Justice Solomon concluded with the following in relevant part: This case is not the “unusual case” contemplated in Marshall. Defendant knew not only about the letter but also that Theresa had been interviewed about an unrelated crime involving defendant decades before filing his motion. And, although the discovery sought here is far more limited than in Marshall and Herrerra, the letter’s admissibility was heavily litigated.
Defendant has also made virtually no effort to investigate his claim that detectives spoke to Theresa after disclosure of the letter. As the trial court aptly concluded, this might be a different case had defendant presented a certification that detectives interviewed Theresa after production of the letter. In the absence of such evidence, however, and based on the circumstances in this case, defendant fails to make the necessary showing of good cause under Marshall. In Herrerra, moreover, the Court observed that given the stage of the proceedings — “nearly twenty years after the offense and almost seventeen years since the jury’s verdict” — the defendants would face the additional challenge of showing that any newly discovered evidence “would probably change the jury’s verdict if a new trial were granted.” 211 N.J. at 343. That observation applies with greater force here — forty-six years after the offense and twenty-seven years since the jury’s verdict. And, as stressed in Herrerra, there were “strong corroborative proofs” in this record. See ibid.
In sum, the trial court’s decision to deny defendant’s request was thus not an abuse of discretion. The judgment of the Appellate Division is reversed.

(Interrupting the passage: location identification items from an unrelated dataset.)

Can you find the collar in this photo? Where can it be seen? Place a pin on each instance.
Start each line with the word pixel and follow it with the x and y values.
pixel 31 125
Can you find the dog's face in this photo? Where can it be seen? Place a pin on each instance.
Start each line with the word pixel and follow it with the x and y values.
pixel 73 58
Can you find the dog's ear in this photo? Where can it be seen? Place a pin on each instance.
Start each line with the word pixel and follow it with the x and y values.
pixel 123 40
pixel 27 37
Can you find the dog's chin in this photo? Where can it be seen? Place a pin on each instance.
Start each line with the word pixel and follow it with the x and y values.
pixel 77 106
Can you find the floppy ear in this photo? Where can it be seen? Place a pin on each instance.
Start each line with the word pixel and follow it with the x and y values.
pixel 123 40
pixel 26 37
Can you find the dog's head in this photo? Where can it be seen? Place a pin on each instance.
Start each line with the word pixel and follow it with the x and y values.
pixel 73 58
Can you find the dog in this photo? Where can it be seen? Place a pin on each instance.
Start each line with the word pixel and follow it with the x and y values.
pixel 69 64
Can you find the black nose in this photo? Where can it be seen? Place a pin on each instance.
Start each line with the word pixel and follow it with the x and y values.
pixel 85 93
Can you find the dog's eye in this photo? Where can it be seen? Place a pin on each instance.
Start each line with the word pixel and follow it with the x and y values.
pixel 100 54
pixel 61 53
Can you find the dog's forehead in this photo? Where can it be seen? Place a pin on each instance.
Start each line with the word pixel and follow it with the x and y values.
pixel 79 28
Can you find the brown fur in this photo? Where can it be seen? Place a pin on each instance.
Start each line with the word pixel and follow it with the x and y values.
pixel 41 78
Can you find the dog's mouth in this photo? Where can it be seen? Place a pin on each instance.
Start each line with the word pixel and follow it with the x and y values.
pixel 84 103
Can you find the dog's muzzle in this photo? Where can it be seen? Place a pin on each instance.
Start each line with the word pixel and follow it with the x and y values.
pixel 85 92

The dissent wrote in relevant part: It would grant the particularized request for postconviction discovery in this case, which, the dissent explains, would be clearly consistent with the Court’s jurisprudence. In Justice Albin’s view, this case is not about the finality of judgments — defendant has not filed a PCR petition or motion for a new trial — but simply whether, in this post-conviction setting, defendant may have access to a critical piece of evidence — if it exists — that either the State already turned over as part of its original discovery obligation under Rule 3:13-3 or failed to turn over in violation of that discovery rule. Justice Albin notes that the confession letter allegedly written by defendant was perhaps the most important piece of evidence introduced at trial and that defense counsel made a targeted, reasonable request for post-conviction discovery — the type of discovery request expressly approved of in Marshall, 148 N.J. at 269-71.
Noting the minimal burden the discovery request placed on the State here, Justice Albin cautions that a system of post-conviction relief cannot fulfill its true purpose if reasonable, relevant, and non-burdensome requests for discovery can be thwarted by a prosecutor’s office intent on keeping from view discovery that was or should have been available pretrial. Justice Albin writes that defendant has presented “good cause” for the entry of an order requiring the Prosecutor’s Office to respond to the limited request for discovery.
Justice Albin filed a dissenting opinion in which he was joined by Chief Justice Rabner and Justice LaVecchia. All three justices have worked as prosecutors, with Justice Albin being the only member of the dissent who practiced as a criminal defense attorney. Justice Pierre-Louis was the one member of the majority who worked as a criminal defense attorney before being a federal prosecutor immediately before she was nominated to the New Jersey Supreme Court to fill the vacant seat of Justice for whom she was a law clerk: John E. Wallace, Jr.